I made no material changes - just javadoc, making a few variables final that could be final
and incorporating the MATH-885 changes (externalizing array argument checks)  I also added
a few more tests.

I am still working on the TestUtils changes.  Name change there will have to wait until 4.0
if we decide to do it.  I am ambivalent, as the package name .inference is what you would
end up logically adding - i.e., InferenceTestUtils - but that would be redundant.  I will
add a reference to Ted's paper and other discussion in the User Guide.

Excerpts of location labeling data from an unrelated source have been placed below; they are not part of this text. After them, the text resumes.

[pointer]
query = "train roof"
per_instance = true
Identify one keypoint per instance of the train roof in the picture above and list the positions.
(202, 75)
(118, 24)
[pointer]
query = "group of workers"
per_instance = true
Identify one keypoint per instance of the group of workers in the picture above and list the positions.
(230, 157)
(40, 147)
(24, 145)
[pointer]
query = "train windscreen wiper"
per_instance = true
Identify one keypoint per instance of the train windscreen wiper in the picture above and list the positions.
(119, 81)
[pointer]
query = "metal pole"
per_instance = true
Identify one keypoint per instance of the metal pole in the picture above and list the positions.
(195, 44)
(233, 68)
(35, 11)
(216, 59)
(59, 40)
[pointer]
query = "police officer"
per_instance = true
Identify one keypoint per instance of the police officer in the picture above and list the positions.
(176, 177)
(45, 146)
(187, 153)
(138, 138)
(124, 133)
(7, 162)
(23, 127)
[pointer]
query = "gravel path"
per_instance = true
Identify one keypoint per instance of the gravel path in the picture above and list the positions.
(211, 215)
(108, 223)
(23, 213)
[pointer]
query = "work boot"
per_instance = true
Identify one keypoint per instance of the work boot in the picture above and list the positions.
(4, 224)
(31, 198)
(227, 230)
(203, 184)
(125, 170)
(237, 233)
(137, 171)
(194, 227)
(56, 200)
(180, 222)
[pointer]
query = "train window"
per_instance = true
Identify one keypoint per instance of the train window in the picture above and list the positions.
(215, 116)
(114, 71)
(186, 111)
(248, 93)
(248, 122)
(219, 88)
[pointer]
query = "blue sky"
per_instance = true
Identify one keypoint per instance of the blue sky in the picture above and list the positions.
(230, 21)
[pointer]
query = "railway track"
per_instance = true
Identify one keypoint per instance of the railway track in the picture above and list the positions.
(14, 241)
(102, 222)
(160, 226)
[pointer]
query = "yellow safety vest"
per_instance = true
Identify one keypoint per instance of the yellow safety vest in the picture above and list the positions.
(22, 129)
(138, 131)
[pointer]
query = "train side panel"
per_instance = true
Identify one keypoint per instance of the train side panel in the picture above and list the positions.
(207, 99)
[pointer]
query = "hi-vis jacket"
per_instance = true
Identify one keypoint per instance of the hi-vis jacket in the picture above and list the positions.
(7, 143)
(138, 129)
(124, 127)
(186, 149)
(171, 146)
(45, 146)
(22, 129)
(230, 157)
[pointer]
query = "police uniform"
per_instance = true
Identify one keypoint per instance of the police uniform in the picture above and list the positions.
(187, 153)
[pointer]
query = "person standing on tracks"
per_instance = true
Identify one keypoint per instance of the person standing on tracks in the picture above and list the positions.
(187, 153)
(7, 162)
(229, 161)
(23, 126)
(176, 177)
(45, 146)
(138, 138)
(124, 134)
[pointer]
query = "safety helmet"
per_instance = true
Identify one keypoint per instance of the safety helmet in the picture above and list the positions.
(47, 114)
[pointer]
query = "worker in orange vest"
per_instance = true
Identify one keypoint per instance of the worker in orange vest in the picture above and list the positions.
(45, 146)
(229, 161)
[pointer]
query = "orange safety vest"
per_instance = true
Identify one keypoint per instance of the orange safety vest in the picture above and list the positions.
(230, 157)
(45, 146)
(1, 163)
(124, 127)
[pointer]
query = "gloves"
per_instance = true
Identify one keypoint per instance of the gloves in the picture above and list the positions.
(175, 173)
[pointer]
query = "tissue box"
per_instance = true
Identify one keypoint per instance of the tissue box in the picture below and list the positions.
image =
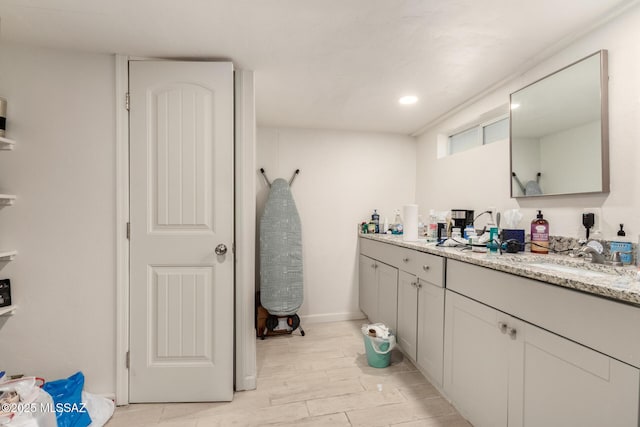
(622, 247)
(514, 234)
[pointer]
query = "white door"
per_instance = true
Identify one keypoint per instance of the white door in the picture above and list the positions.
(181, 190)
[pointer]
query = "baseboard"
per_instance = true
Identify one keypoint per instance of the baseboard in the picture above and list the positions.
(248, 383)
(332, 317)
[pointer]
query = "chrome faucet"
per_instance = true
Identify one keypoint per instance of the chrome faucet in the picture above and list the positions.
(593, 248)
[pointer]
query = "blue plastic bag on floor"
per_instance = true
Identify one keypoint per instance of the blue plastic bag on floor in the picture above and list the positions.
(67, 399)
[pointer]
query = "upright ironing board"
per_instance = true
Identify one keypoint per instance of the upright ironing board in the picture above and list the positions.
(281, 292)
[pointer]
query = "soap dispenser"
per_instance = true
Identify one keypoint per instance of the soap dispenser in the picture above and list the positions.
(540, 235)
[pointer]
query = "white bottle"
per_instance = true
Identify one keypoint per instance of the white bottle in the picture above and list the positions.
(398, 222)
(432, 228)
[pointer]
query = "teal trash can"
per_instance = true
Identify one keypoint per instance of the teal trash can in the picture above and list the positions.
(378, 351)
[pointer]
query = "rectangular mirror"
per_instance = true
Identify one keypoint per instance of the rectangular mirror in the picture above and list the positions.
(559, 132)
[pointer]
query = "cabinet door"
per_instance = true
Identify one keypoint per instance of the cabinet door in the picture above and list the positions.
(407, 313)
(368, 287)
(387, 295)
(567, 384)
(431, 330)
(476, 361)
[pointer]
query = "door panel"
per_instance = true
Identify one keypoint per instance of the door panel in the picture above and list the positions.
(566, 384)
(408, 313)
(431, 330)
(181, 178)
(387, 295)
(368, 287)
(181, 123)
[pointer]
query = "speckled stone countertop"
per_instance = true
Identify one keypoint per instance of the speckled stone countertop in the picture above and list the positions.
(617, 283)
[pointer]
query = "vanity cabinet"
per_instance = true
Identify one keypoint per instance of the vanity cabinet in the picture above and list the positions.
(502, 370)
(418, 302)
(378, 291)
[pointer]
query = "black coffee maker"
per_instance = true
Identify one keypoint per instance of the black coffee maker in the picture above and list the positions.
(461, 218)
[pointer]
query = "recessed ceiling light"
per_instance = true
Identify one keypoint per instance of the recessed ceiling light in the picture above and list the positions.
(407, 100)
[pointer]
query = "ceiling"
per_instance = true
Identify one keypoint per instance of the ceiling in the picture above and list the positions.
(332, 64)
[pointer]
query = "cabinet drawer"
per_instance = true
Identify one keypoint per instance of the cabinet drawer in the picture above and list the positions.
(427, 267)
(381, 251)
(430, 268)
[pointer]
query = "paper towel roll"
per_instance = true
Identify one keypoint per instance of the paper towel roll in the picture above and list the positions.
(410, 226)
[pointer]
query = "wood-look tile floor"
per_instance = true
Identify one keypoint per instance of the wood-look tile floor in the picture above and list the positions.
(322, 379)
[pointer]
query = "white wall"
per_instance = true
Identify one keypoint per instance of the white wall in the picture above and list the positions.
(479, 178)
(343, 177)
(61, 112)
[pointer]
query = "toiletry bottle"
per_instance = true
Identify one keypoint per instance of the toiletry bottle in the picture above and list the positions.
(421, 227)
(432, 231)
(492, 245)
(375, 217)
(540, 235)
(398, 222)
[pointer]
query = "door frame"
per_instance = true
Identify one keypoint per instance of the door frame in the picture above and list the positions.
(245, 229)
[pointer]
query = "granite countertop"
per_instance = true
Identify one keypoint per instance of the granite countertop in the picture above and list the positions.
(617, 283)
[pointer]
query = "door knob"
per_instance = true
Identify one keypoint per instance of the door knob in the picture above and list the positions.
(221, 249)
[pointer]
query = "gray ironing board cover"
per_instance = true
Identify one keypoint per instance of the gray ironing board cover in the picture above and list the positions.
(280, 252)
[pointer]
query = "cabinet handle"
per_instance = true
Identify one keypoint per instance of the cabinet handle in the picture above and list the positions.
(503, 327)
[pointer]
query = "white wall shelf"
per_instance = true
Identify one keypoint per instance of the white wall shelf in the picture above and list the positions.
(7, 199)
(8, 255)
(8, 311)
(6, 143)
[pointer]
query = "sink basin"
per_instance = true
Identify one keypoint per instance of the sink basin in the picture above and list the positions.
(571, 270)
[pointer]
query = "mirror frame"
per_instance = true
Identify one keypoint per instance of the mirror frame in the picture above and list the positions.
(604, 127)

I am also wondering whether it may be better to make the entropy methods public and move them
to StatUtils.
                
> G-Test (Log-Likelihood ratio - LLR test) in math.stat.inference
> ---------------------------------------------------------------
>
>                 Key: MATH-878
>                 URL: https://issues.apache.org/jira/browse/MATH-878
>             Project: Commons Math
>          Issue Type: New Feature
>    Affects Versions: 3.1, 3.2, 4.0
>         Environment: Netbeans
>            Reporter: Radoslav Tsvetkov
>              Labels: features, test
>             Fix For: 3.1
>
>         Attachments: MATH-878_gTest_12102012.patch, MATH-878_gTest_15102012.patch, MATH-878_gTest_26102012.patch,
vcs-diff16294.patch
>
>   Original Estimate: 24h
>  Remaining Estimate: 24h
>
> 1. Implementation of G-Test (Log-Likelihood ratio LLR test for independence and goodnes-of-fit)

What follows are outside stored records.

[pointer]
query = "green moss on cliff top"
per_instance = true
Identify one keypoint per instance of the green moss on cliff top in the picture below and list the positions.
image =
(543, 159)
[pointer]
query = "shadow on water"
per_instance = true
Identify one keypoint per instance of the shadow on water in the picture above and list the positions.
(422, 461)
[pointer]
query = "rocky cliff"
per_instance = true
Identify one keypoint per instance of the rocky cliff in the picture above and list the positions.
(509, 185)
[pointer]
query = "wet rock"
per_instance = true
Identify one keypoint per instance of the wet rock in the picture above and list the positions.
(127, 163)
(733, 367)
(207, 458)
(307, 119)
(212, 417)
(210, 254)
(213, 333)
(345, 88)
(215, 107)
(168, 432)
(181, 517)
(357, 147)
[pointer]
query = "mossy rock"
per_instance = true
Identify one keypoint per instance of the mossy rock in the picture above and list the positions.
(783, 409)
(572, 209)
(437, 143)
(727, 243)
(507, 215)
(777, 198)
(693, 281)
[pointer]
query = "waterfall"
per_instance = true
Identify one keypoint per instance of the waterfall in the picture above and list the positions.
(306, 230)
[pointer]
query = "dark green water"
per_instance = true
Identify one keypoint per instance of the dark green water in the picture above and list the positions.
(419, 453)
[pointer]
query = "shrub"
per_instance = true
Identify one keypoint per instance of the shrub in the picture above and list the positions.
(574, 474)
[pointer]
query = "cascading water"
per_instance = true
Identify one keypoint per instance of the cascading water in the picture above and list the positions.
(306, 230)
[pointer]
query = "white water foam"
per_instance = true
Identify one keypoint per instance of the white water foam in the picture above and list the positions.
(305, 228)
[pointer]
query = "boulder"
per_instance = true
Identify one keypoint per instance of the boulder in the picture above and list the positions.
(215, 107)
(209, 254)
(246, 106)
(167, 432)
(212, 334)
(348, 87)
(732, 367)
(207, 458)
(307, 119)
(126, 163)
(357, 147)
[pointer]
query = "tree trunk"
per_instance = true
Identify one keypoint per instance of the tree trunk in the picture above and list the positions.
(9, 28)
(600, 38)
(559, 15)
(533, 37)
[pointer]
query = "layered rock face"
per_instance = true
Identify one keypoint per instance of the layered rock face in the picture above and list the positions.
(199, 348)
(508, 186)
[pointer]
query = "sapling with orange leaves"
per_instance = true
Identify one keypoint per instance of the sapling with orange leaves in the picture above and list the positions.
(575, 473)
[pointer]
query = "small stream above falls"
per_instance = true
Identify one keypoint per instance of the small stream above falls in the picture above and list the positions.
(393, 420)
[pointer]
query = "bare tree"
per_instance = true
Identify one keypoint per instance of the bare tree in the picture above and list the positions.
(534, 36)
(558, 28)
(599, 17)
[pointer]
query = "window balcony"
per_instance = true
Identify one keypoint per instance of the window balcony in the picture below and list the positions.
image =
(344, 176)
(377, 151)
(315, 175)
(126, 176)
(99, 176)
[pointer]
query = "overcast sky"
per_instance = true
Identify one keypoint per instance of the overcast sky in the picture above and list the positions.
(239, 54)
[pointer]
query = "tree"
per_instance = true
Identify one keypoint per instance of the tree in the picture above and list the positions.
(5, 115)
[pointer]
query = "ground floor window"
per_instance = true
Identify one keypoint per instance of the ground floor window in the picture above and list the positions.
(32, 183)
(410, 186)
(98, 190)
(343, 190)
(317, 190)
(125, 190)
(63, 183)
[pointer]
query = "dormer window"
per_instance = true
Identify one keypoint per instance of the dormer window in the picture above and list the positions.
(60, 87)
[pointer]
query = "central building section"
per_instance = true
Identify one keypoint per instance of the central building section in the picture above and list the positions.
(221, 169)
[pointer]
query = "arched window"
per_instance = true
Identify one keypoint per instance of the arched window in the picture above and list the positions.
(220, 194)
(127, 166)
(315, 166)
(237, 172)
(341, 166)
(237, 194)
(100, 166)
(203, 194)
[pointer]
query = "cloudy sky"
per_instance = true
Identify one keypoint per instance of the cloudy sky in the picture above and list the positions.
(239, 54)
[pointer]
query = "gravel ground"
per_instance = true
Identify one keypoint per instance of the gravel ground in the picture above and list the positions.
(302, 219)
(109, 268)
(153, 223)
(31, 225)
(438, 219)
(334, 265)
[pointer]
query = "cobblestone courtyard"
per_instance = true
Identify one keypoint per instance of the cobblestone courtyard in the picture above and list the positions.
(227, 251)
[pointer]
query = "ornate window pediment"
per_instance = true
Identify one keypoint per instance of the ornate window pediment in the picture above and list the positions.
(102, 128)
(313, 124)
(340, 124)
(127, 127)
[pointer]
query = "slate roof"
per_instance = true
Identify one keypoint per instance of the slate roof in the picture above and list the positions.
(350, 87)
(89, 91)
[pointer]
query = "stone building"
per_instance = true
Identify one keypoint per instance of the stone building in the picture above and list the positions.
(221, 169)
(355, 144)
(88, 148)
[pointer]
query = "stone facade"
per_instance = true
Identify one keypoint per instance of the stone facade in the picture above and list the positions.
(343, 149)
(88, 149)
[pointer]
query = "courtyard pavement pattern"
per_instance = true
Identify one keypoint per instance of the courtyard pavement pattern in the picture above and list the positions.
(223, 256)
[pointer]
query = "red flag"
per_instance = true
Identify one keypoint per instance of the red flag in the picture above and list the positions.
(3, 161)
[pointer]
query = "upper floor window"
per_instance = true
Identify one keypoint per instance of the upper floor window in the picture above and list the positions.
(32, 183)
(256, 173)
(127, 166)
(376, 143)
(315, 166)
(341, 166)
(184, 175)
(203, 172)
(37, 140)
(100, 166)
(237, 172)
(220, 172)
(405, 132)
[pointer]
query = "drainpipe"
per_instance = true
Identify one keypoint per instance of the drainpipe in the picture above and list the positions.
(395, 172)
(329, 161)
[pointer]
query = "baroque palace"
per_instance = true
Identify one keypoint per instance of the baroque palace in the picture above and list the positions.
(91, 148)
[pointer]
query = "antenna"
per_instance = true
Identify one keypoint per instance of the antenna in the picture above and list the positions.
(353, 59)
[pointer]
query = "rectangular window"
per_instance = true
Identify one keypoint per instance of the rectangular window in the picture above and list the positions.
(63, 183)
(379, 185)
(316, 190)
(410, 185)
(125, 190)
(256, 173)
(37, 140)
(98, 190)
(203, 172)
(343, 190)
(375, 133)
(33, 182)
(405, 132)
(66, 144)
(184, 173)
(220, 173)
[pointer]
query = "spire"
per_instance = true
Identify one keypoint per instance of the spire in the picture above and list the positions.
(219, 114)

> 2. Reference: http://en.wikipedia.org/wiki/G-test
> 3. Reasons-Usefulness: G-tests are tests are increasingly being used in situations where
chi-squared tests were previously recommended. 

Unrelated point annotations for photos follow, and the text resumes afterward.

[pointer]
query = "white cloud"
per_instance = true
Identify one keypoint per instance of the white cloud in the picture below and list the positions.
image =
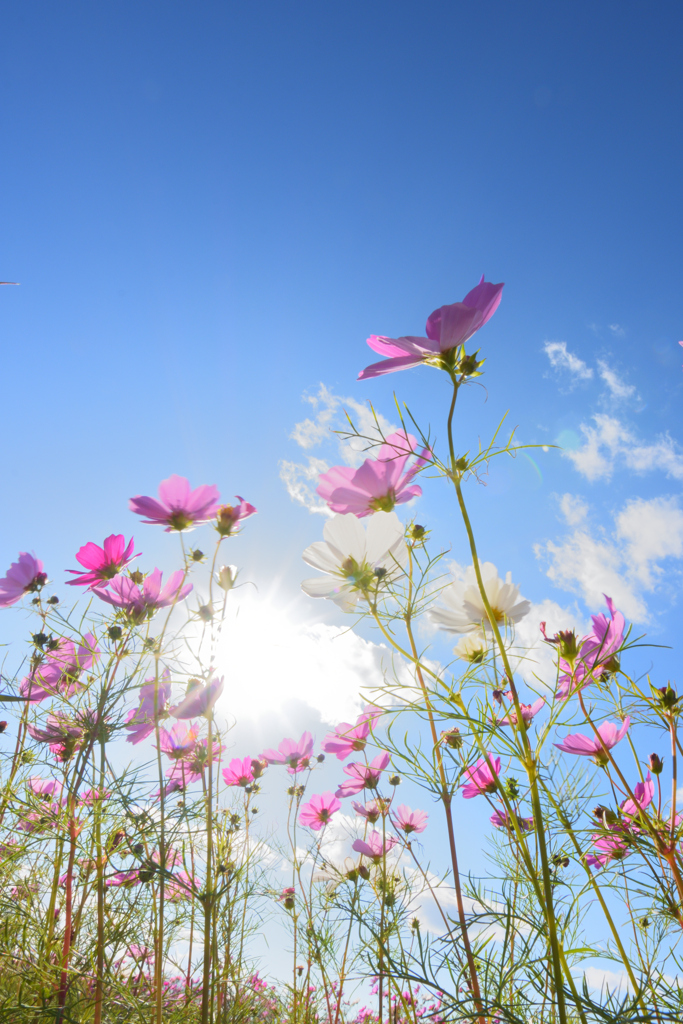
(610, 443)
(300, 478)
(560, 358)
(624, 563)
(617, 388)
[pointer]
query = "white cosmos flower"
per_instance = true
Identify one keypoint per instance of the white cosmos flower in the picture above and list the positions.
(472, 647)
(351, 554)
(463, 609)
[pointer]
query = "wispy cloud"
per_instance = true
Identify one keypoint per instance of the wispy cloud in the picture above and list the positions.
(610, 443)
(561, 358)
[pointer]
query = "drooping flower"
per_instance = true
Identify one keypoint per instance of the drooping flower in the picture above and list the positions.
(643, 793)
(178, 507)
(347, 738)
(582, 662)
(408, 820)
(463, 609)
(472, 648)
(528, 712)
(501, 819)
(200, 697)
(295, 754)
(61, 670)
(24, 577)
(140, 721)
(447, 329)
(481, 779)
(179, 740)
(380, 483)
(228, 516)
(141, 602)
(101, 564)
(354, 559)
(239, 772)
(318, 810)
(591, 747)
(376, 846)
(363, 776)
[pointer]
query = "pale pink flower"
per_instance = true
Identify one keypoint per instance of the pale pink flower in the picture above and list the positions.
(239, 772)
(318, 810)
(23, 577)
(528, 713)
(141, 602)
(228, 516)
(348, 738)
(591, 747)
(380, 483)
(178, 507)
(363, 776)
(200, 698)
(643, 793)
(296, 755)
(481, 779)
(447, 329)
(102, 563)
(408, 821)
(376, 846)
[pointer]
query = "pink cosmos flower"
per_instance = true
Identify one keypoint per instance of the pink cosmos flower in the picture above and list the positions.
(60, 671)
(239, 772)
(200, 698)
(379, 483)
(228, 516)
(501, 819)
(591, 747)
(180, 740)
(295, 755)
(102, 563)
(140, 721)
(643, 792)
(376, 846)
(407, 820)
(596, 652)
(373, 810)
(481, 779)
(447, 329)
(347, 738)
(318, 810)
(141, 602)
(23, 577)
(363, 776)
(178, 507)
(528, 713)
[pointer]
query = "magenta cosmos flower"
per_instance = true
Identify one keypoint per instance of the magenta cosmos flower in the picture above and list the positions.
(347, 738)
(178, 506)
(318, 810)
(24, 577)
(376, 846)
(296, 755)
(363, 776)
(591, 747)
(447, 329)
(200, 698)
(102, 563)
(380, 483)
(481, 779)
(141, 602)
(408, 821)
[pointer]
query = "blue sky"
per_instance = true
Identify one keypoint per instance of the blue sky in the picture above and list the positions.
(209, 207)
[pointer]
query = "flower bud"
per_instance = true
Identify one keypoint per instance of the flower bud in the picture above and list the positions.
(226, 577)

> The approximation to the theoretical chi-squared distribution for the G-test is better
than for the Pearson chi-squared tests. In cases where Observed >2*Expected for some cell
case, the G-test is always better than the chi-squared test.
> For testing goodness-of-fit the G-test is infinitely more efficient than the chi squared
test in the sense of Bahadur, but the two tests are equally efficient in the sense of Pitman
or in the sense of Hodge and Lehman.